PKK niçin yakıyor?

Terör, haksızlığa uğradığını söyleyen kesimlerin sarıldığı en ilkel ve en vahşi kendini ifade yöntemi olsa da maalesef dünyada kullanılagelmiş ve çoğu kez ‘sonuç’da alabilmiştir. En başarılı sonuca Güney Afrika Cumhuriyeti’nde ulaşılmıştır. Ancak bu ülkede beyaz azınlığın kendisinden kat kat fazla olan çoğunluğa karşı sınırları çok net belirlenmiş apartheid (ayrımcı) politikaları söz konusuydu ve  “insan hakları evrensel beyannamesi” ne tamamen zıt düşen bu ayrımcılık dünyadaki diğer bütün ülkeler nezdinde açık bir şekilde kınanıyordu.

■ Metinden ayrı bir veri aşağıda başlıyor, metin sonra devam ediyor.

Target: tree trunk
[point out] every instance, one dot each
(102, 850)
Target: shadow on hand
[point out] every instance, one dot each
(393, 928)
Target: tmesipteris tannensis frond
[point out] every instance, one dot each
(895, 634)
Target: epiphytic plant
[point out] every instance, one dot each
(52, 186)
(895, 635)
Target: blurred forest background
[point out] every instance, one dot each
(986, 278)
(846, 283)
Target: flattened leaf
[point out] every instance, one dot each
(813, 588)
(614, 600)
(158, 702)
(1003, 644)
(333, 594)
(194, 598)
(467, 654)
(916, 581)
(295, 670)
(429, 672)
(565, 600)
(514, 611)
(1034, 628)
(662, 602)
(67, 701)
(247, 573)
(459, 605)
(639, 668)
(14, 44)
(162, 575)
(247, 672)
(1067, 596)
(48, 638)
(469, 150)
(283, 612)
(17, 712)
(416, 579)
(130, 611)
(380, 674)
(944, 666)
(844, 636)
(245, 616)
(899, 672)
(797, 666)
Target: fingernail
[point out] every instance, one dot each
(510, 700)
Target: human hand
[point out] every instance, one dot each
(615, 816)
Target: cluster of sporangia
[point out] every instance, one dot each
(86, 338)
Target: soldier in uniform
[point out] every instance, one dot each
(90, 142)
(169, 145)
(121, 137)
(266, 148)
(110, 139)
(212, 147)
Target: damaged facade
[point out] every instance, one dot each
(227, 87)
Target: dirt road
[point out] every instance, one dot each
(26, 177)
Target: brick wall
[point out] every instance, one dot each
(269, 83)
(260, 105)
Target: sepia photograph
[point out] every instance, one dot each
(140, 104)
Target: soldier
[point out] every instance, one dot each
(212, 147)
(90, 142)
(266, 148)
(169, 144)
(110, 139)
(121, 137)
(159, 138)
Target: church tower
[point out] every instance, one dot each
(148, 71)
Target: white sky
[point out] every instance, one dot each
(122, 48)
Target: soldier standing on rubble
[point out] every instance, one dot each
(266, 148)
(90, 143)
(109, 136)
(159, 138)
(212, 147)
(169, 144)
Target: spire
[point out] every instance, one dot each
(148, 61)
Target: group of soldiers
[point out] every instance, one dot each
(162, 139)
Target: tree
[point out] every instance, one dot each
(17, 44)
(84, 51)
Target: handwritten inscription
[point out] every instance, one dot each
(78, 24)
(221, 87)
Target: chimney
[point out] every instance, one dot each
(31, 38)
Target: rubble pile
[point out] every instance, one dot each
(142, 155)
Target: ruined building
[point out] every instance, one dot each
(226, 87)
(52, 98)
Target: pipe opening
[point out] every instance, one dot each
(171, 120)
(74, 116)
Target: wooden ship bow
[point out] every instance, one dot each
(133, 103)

Afrika’nın güney ucundaki bu ülkede uygulanan dışlayıcı tedbirler öyle aşırı noktadaydı ki, siyahlar seçme-seçilme ve temsil haklarının yanı sıra temel sağlık ve eğitim hizmetlerinden dahi yararlanamıyordu. Normal vatandaş sayılmıyor, ikinci sınıf muamele görüyordu.
PKK terör örgütü, lideri Abdullah Öcalan’a Mandela rolünü yüklemek istiyor. Ancak Güney Afrika’da ırkçılığa karşı koyanların sesini duyurabilmeleri açısından terör önemli bir ‘iletişim’aracı olsa da hapishanede avukatlık eğitimini tamamlayan Nelson Mandela, mücadelesini temel olarak hukuki zeminde sürdürmeyi hedefliyordu.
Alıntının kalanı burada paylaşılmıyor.